= Zasshi Kiji Sakuin =

Japanese Periodicals Index database

Zasshi Kiji Sakuin (雑誌記事索引, "Japanese Periodicals Index"), often called Zassaku in short, is a searchable database of scholarly articles in Japanese. The database, produced by the National Diet Library (NDL) in 1948, catalogs selected articles from NDL's extensive collection of periodicals. The database was created for the purpose of facilitating scholastic research in providing citation information. Scholarly journals, specialized magazines, institutional periodical publications and general-interest magazines are included in the database from all areas of academic interest: humanities, social sciences, science and technology, and medical sciences, including pharmacology. Approximately 10,000 periodicals and more than 6,660,000 articles are currently registered in Zasshi Kiji Sakuin. It is updated every two weeks. Zasshi Kiji Sakuin's extensive coverage of periodicals provides an excellent bibliography of research and publications in Japan, which may not necessarily appear in non-Japanese journals of Japanese studies.

== Collection ==
=== Content of coverage ===
Besides its extensive collection of academic journals, the database has collected non-academic magazines and periodicals since 1996 to cater to the research needs of the general public. In 1996, the database added weekly magazines: サンデー毎日、週刊読売、週刊朝日、週刊現代、週刊文春、週刊新潮、週刊ポスト、週刊宝石、Aera、金曜日, which, according to a survey conducted by NDL, are, among other magazines, most frequently used by the public. The database also acquired corporate magazines, high school and community college publications, and other research-related magazines. From 1996 to 2000, the number of magazines included in the database had increased from 3100 to 9000 due to NDL's major expansion of its magazines and periodicals. A full list of periodicals entry, as well as the selection criteria for the periodicals and articles, are available in Japanese through NDL's official website. In addition to the Japanese periodicals, the database contains foreign periodicals published in Japan, as well as Japanese periodicals published outside Japan.

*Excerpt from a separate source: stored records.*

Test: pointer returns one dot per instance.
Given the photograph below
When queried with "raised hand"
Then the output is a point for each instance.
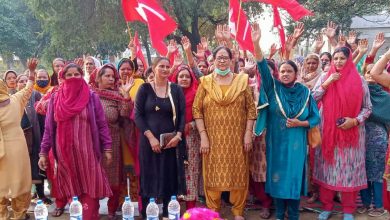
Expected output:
(79, 62)
(186, 43)
(178, 60)
(351, 37)
(289, 43)
(330, 30)
(218, 33)
(172, 46)
(256, 33)
(205, 42)
(273, 50)
(342, 41)
(319, 43)
(363, 46)
(200, 51)
(298, 30)
(379, 41)
(250, 64)
(226, 32)
(126, 86)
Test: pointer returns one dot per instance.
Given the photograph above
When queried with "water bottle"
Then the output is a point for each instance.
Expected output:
(76, 209)
(152, 210)
(127, 209)
(40, 211)
(174, 209)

=== Period of coverage ===
Zasshi Kiji Sakuin covers articles published after 1975. The articles in humanities and social sciences include those published since 1948. NDL is currently working on indexing articles in science and technology, which were published between 1948 and 1974. The project will extend until the fiscal year of 2007, but the citations are gradually becoming available in the database.

== Access ==
=== OPAC ===
Produced by the National Diet Library, Zasshi Kiji Sakuin is free of charge and can be accessed through NDL's Online Public Access Catalog (OPAC), under "Search for Japanese Periodicals Index" on the English page and 雑誌記事索引の検索/申込み on the Japanese page. The OPAC is available both in Japanese and in English, and words can also be entered both in Japanese and in Romaji. Article information can be searched by article title, author name, journal title, and publisher's name. In-text keyword search is not available. The OPAC's hours of operation (Japan time) are Monday through Saturday from 7 am to 5:30 am and Sunday from 7 am to 1 am, except the 3rd Sunday when it closes at 10 pm.

=== Magazine Plus ===
Zasshi Kiji Sakuin database is also available through Nichigai Associates via Magazine Plus. Magazine Plus is Japan's largest database of periodicals and academic articles. Besides containing the entire database of Zasshi Kiji Sakuin, Magazine Plus includes other databases of festschrifts (1945-2003), symposia & speeches (1945-2003), bulletins, transactions, proceedings (1945-2002), popular magazines (1981- ) and others. Magazine Plus is not free of charge and thus requires membership to access the database. The database is available only in Japanese.

=== CiNii ===
Zasshi Kiji Sakuin can also be accessed through National Institute of Informatics (NII, formerly NACSIS) via Citation Information service (CiNii). As part of the larger function of GeNii, CiNii contains various academic databases including Zasshi Kiji Sakuin. Out of 9,100,000 articles registered in the database, approximately 210,0000 are available in full text with or without a fee. Except for viewing some of the electronic texts, CiNii is free of charge and is available both in Japanese and in English.